AI can use human perception to help tune out noisy audio
In a breakthrough discovery, scientists have unveiled a novel deep learning framework poised to revolutionize audio fidelity in real-world contexts.
This advancement hinges on a previously overlooked asset: the intricate nuances of human perception.
By harnessing subjective assessments of sound quality, researchers have merged these insights with a speech enhancement model, culminating in markedly superior speech fidelity as gauged by empirical benchmarks.
This innovative model surpasses conventional methodologies in its adeptness at mitigating the intrusion of noisy audio—extraneous disturbances that often obfuscate desired auditory content.
Notably, the predictive quality scores yielded by the model exhibit a strong alignment with human judgments, underscoring its efficacy.
Traditionally, efforts to attenuate background noise have relied on AI algorithms to segregate noise from the desired signal.
However, these objective measures frequently diverge from listeners’ discernments of speech intelligibility, notes Donald Williamson, co-author of the study and an associate professor in computer science and engineering at The Ohio State University.
Williamson elucidates, “What sets our study apart is the utilization of perceptual cues to inform the model’s noise reduction mechanism.
If certain attributes of the signal are perceptible to individuals in terms of its fidelity, our model can leverage this information to refine noise suppression.”
Published in the esteemed journal IEEE/ACM Transactions on Audio, Speech, and Language Processing, the study zeroes in on augmenting monaural speech enhancement—namely, speech originating from a single audio channel, such as a lone microphone.
Drawing from two datasets compiled from prior research, the model undergoes rigorous training using recordings featuring human dialogue amid various background disturbances, including television or music.
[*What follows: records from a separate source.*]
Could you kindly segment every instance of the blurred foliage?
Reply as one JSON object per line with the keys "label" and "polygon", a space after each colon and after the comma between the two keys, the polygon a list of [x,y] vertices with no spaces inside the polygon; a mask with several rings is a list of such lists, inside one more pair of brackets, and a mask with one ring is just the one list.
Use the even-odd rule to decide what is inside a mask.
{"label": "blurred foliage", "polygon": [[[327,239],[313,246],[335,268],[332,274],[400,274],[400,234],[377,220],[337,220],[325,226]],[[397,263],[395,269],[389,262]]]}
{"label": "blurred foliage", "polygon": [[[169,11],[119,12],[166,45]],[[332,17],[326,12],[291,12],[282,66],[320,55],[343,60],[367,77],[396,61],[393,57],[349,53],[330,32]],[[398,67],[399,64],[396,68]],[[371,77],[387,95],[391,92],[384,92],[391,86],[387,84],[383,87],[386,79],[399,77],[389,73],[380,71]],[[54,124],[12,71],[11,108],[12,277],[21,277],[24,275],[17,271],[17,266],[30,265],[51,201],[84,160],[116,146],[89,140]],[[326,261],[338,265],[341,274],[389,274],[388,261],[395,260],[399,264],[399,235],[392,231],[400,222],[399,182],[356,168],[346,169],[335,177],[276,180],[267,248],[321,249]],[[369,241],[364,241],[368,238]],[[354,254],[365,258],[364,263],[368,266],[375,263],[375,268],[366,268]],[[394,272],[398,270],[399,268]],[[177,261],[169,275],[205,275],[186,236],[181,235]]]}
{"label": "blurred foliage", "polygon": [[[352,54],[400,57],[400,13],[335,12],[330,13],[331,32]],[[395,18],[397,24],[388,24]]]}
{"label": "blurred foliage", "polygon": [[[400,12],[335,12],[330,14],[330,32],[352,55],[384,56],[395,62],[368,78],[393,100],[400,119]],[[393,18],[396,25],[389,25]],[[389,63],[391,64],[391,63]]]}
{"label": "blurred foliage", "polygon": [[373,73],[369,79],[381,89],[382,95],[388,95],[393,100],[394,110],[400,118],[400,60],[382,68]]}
Listeners rate the speech quality of each recording on a scale ranging from 1 to 100.
The model’s efficacy stems from a collaborative learning approach, amalgamating a specialized speech enhancement module with a predictive model capable of extrapolating the mean opinion score akin to human evaluators’ judgments of noisy signals.
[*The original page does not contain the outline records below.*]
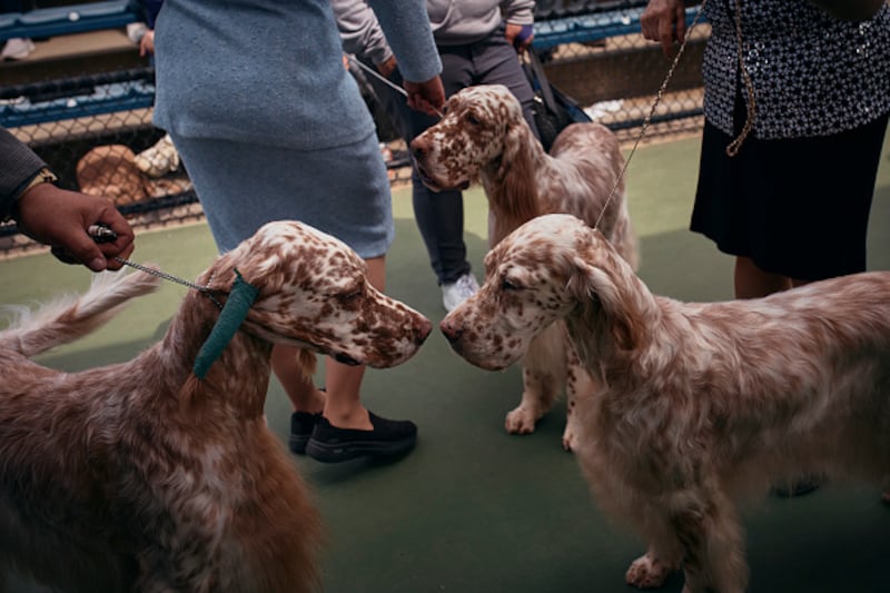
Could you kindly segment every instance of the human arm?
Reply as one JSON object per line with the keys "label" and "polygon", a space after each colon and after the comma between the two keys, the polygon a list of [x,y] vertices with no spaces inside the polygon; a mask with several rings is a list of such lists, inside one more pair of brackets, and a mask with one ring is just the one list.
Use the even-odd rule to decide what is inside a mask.
{"label": "human arm", "polygon": [[640,30],[645,39],[657,41],[665,56],[671,57],[674,41],[686,37],[686,4],[683,0],[650,0],[640,16]]}
{"label": "human arm", "polygon": [[[134,249],[134,233],[111,201],[68,191],[43,181],[47,165],[8,130],[0,128],[0,205],[32,239],[52,247],[68,264],[82,263],[93,271],[119,269],[116,256]],[[91,225],[108,226],[113,241],[97,245],[87,233]]]}
{"label": "human arm", "polygon": [[388,77],[395,68],[395,56],[374,10],[364,0],[330,0],[330,6],[337,17],[343,50],[369,60]]}
{"label": "human arm", "polygon": [[433,40],[426,4],[421,0],[372,2],[408,93],[408,107],[435,115],[445,103],[442,60]]}
{"label": "human arm", "polygon": [[501,3],[506,29],[507,42],[522,51],[532,46],[534,33],[534,0],[508,0]]}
Results attest to the superiority of this novel methodology, showcasing marked enhancements in speech quality across perceptual quality, intelligibility, and human ratings metrics.
Nevertheless, the incorporation of human perception into audio quality assessment presents its own set of challenges, as elucidated by Williamson.
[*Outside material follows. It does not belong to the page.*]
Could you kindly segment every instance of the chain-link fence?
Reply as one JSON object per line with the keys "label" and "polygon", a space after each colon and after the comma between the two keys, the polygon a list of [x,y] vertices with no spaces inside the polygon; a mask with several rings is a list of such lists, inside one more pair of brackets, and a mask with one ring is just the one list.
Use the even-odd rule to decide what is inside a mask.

“The evaluation of noisy audio is inherently subjective, contingent upon individual auditory acuity and experiences,” he remarks.
Factors such as the utilization of hearing aids or cochlear implants further complicate matters, influencing one’s perception of their auditory milieu.
Given the pivotal role of enhancing the fidelity of noisy speech in advancing hearing aids, speech recognition systems, speaker verification technologies, and hands-free communication systems, bridging these perceptual disparities assumes paramount importance to ensure user-centric solutions.